Learning from the Laboratories of Democracy
As Congress begins to take on tax reform in earnest, past and ongoing experiments in the states provide data and experiences that could inform better decision making on a number of issues affecting foundations and nonprofits, including charitable giving and the impact of tax rates. Notably, the advocacy engagement of state associations of nonprofits and many front-line nonprofits are success stories demonstrating that tax reform is always an opportunity to advance missions while defending against harmful policy proposals.
For example, in 2011, the Hawai`i Legislature imposed a cap on all itemized deductions, including charitable donations. Policymakers later found that the estimated $12 million in revenue to the state came at an unacceptable cost of at least $60 million per year in lost donations that support works in the community. Hawai`i's Governor signed legislation removing the limit on charitable donations two years later, stating: "After having taken a close look at the impact this particular section of the law is having on charitable donations made to Hawaii's nonprofit organizations, we support carving out this portion of the law" to protect full deduction of charitable contributions. Based partly on this experience, several states in the last five years have rejected similar legislation that would have repealed or capped charitable giving incentive, including both Delaware and Oklahoma this year.
In 2012 and 2013, Kansas famously enacted a series of tax cuts hoping to generate unprecedented economic growth in the Sunflower State. The tax cuts reduced state revenue by billions ($849.0 million in FY 2016 alone), requiring legislators to make drastic cuts in spending for education, health, and human services. Citing the anemic economic growth, growing budget deficits, and steep spending reductions, this year the Kansas Legislature repealed the "Kansas tax reform experiment."
Other experiments in the states are less drastic and may provide data that can positively influence the federal debate.

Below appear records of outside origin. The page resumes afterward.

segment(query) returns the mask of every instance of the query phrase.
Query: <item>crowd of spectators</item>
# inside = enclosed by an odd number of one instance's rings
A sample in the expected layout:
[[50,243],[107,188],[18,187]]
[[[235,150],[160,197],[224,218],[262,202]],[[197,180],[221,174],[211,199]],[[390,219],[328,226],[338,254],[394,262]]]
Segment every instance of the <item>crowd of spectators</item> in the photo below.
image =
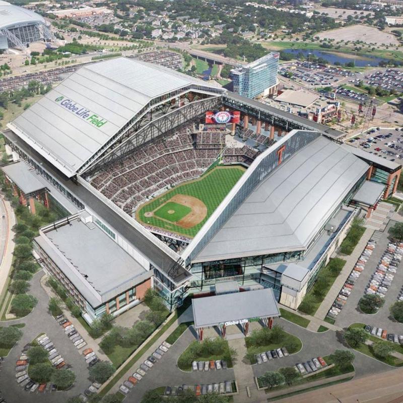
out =
[[[258,151],[225,147],[225,132],[197,132],[189,126],[160,137],[106,166],[91,184],[124,211],[178,183],[200,176],[222,155],[226,163],[249,164]],[[183,239],[183,240],[186,240]]]

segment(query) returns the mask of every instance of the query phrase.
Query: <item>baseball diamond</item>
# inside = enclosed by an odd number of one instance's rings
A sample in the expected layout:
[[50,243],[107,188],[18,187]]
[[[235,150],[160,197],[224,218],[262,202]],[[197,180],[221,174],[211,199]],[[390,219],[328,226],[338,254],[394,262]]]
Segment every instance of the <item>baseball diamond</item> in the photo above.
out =
[[242,175],[240,166],[219,166],[144,204],[137,219],[147,225],[193,237]]

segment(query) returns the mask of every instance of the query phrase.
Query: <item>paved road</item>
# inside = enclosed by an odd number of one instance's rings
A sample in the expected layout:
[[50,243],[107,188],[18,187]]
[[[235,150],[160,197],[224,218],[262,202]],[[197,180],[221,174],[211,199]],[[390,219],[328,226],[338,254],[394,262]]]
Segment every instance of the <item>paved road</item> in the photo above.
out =
[[[69,397],[82,393],[88,387],[88,369],[83,356],[65,335],[61,327],[48,313],[49,299],[40,286],[40,280],[43,272],[37,273],[31,282],[30,294],[38,299],[38,304],[33,311],[25,318],[2,322],[2,325],[24,323],[22,330],[24,334],[17,345],[11,350],[0,367],[0,394],[8,403],[61,403]],[[52,392],[41,394],[29,393],[23,390],[15,380],[15,363],[21,354],[24,346],[31,342],[40,333],[45,332],[54,344],[54,347],[72,366],[76,374],[76,380],[73,387],[63,392]]]

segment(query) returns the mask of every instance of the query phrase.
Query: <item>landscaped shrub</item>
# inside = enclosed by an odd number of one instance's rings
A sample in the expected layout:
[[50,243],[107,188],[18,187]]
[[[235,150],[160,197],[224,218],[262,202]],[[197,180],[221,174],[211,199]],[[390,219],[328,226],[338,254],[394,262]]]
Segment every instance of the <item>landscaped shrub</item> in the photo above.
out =
[[365,231],[362,223],[363,220],[361,219],[355,218],[353,220],[350,230],[340,245],[340,251],[342,253],[350,255],[354,250]]

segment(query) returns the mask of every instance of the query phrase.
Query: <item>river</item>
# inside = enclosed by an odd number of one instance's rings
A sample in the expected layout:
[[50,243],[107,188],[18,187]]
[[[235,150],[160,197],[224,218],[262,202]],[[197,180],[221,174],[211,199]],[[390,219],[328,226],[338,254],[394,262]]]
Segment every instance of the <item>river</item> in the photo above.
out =
[[[323,52],[321,50],[311,50],[302,49],[285,49],[282,51],[286,53],[298,54],[302,53],[304,56],[307,57],[309,53],[314,55],[317,57],[322,57],[327,60],[329,64],[334,64],[335,61],[338,61],[342,64],[353,61],[354,60],[354,55],[345,57],[340,55],[340,54],[334,54],[328,52]],[[377,57],[375,56],[357,56],[355,59],[355,65],[357,67],[364,67],[365,66],[377,66],[380,61],[388,61],[388,59],[383,57]]]

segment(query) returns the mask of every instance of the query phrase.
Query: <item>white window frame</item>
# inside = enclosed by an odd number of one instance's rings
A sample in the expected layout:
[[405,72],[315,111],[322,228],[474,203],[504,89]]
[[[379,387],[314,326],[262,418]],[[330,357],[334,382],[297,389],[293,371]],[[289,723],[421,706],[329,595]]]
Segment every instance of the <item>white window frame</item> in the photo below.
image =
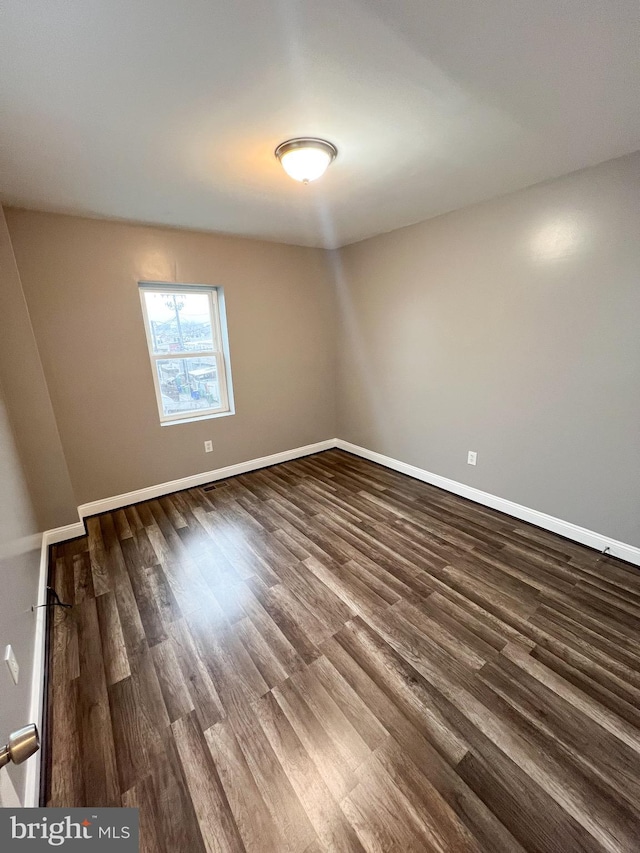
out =
[[[195,284],[167,284],[160,282],[138,283],[140,291],[140,303],[142,305],[142,316],[144,319],[144,331],[147,338],[147,349],[149,359],[151,361],[151,374],[153,376],[153,387],[156,392],[156,403],[158,405],[158,414],[160,415],[160,424],[167,426],[176,423],[188,423],[190,421],[199,421],[206,418],[218,417],[219,415],[233,414],[229,404],[229,384],[230,376],[227,373],[229,367],[228,345],[226,341],[226,325],[221,322],[220,311],[220,294],[221,288],[207,285]],[[151,332],[151,323],[147,312],[147,303],[145,293],[204,293],[209,297],[209,313],[211,319],[211,334],[213,349],[211,350],[184,350],[171,353],[156,353],[153,350],[153,336]],[[213,358],[216,362],[216,374],[218,377],[218,387],[220,389],[220,405],[209,409],[187,409],[182,412],[177,412],[174,415],[165,415],[162,405],[162,390],[160,388],[160,379],[158,376],[158,361],[176,360],[184,358]]]

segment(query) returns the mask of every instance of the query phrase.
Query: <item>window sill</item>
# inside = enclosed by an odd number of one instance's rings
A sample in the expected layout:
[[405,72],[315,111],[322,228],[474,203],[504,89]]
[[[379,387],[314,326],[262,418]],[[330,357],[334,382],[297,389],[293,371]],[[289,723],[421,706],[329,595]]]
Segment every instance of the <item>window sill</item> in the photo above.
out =
[[196,421],[209,421],[212,418],[228,418],[229,415],[235,415],[235,411],[214,412],[212,415],[193,415],[188,418],[176,418],[175,421],[160,421],[160,426],[176,426],[176,424],[193,424]]

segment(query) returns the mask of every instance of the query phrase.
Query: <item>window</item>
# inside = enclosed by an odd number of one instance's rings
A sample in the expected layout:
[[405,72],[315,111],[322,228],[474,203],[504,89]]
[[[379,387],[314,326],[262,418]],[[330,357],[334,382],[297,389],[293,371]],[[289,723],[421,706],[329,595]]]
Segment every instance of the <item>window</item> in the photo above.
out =
[[231,412],[221,288],[140,284],[162,424]]

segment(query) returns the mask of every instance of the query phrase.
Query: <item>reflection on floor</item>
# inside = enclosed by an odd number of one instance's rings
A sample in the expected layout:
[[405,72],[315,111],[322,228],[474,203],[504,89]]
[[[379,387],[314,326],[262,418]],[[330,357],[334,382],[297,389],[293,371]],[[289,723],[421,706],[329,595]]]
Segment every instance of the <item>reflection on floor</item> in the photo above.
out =
[[638,851],[640,573],[340,451],[55,548],[53,806],[197,851]]

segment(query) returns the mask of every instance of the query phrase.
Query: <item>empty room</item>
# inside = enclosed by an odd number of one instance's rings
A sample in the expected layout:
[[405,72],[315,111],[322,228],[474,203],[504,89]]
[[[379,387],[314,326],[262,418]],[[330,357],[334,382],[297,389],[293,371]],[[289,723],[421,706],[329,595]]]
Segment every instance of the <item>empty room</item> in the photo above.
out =
[[0,850],[638,853],[637,0],[5,0]]

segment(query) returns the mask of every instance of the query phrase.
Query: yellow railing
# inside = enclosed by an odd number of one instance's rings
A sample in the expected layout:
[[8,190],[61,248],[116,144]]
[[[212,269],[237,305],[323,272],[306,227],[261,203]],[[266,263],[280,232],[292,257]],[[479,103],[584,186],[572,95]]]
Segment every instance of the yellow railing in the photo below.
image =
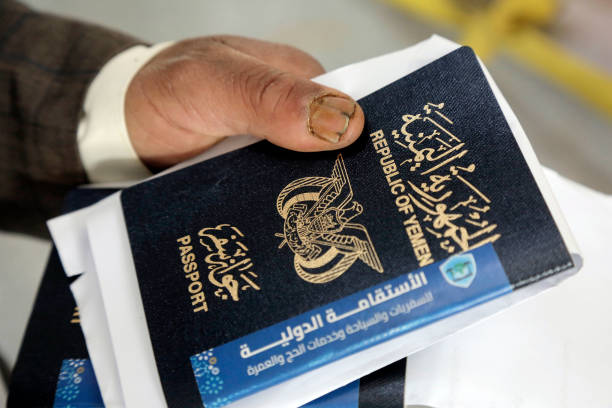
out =
[[612,78],[542,30],[557,15],[556,0],[492,0],[471,9],[466,6],[469,2],[458,0],[385,1],[457,30],[460,42],[470,45],[484,60],[501,50],[508,52],[612,118]]

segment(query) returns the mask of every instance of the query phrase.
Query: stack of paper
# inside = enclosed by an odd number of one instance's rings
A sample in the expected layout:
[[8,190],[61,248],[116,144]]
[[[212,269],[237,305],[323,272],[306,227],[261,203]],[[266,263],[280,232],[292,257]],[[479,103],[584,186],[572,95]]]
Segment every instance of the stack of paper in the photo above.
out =
[[106,405],[300,406],[577,271],[471,50],[318,80],[364,109],[352,146],[233,138],[49,223]]

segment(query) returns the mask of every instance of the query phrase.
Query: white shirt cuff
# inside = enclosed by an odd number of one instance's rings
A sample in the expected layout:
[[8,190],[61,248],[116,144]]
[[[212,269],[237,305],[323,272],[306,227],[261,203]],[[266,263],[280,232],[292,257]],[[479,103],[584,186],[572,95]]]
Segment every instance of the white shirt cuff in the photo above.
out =
[[137,45],[117,54],[89,86],[77,143],[81,162],[92,183],[140,180],[151,175],[130,142],[125,124],[125,94],[140,68],[172,44]]

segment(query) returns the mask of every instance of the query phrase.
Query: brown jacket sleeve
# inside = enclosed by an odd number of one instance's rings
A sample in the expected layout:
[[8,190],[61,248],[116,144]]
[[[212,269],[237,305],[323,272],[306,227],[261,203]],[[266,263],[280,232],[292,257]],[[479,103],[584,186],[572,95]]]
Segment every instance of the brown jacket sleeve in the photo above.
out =
[[47,236],[87,182],[76,129],[98,70],[137,41],[0,0],[0,229]]

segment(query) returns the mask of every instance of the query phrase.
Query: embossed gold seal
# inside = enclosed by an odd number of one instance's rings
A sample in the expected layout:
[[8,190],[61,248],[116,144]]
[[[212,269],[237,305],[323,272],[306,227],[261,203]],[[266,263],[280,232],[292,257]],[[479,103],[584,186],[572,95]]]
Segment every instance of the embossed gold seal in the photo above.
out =
[[303,177],[289,183],[278,195],[276,208],[285,220],[283,238],[294,253],[298,276],[310,283],[330,282],[359,259],[382,273],[367,229],[355,222],[363,206],[353,200],[342,155],[330,177]]

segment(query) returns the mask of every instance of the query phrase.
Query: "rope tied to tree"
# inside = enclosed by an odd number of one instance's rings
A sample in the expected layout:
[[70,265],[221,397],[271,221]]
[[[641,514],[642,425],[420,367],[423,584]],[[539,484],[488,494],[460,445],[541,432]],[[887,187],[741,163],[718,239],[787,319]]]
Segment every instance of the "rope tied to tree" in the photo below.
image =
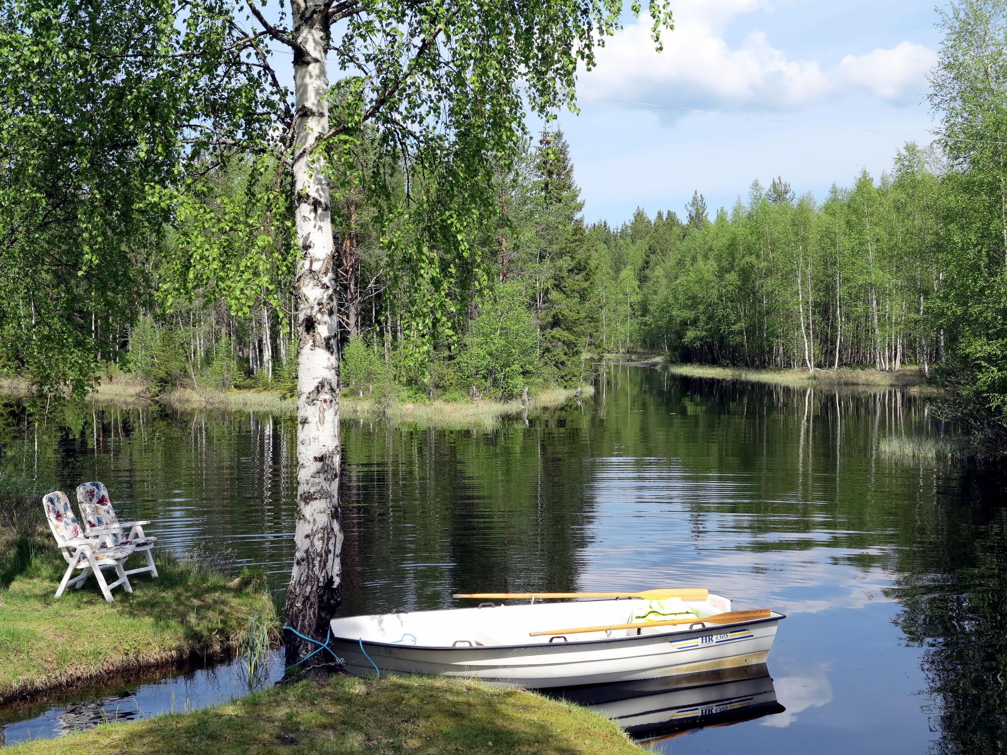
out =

Arizona adopted a provision last year that extends to April 15 the deadline for making donations to qualified charitable organizations for the preceding tax year. A few years earlier, Colorado expanded its Conservation Easement Tax Credit and increased the giving opportunities for enterprise zones to apply to more eligible nonprofits. Similarly, Missouri restored and expanded giving incentives for food pantries, pregnancy resource centers, and the Children in Crisis program after having let them lapse in 2011.
In the words of U.S. Supreme Court Justice Louis Brandeis, the states have tried "novel social and economic experiments without risk to the rest of the country." Federal tax reform is the ideal time for nonprofit advocates to remind Congress of the record of those experiments in the states and encourage Members of Congress to adopt those that have worked and reject those that have failed.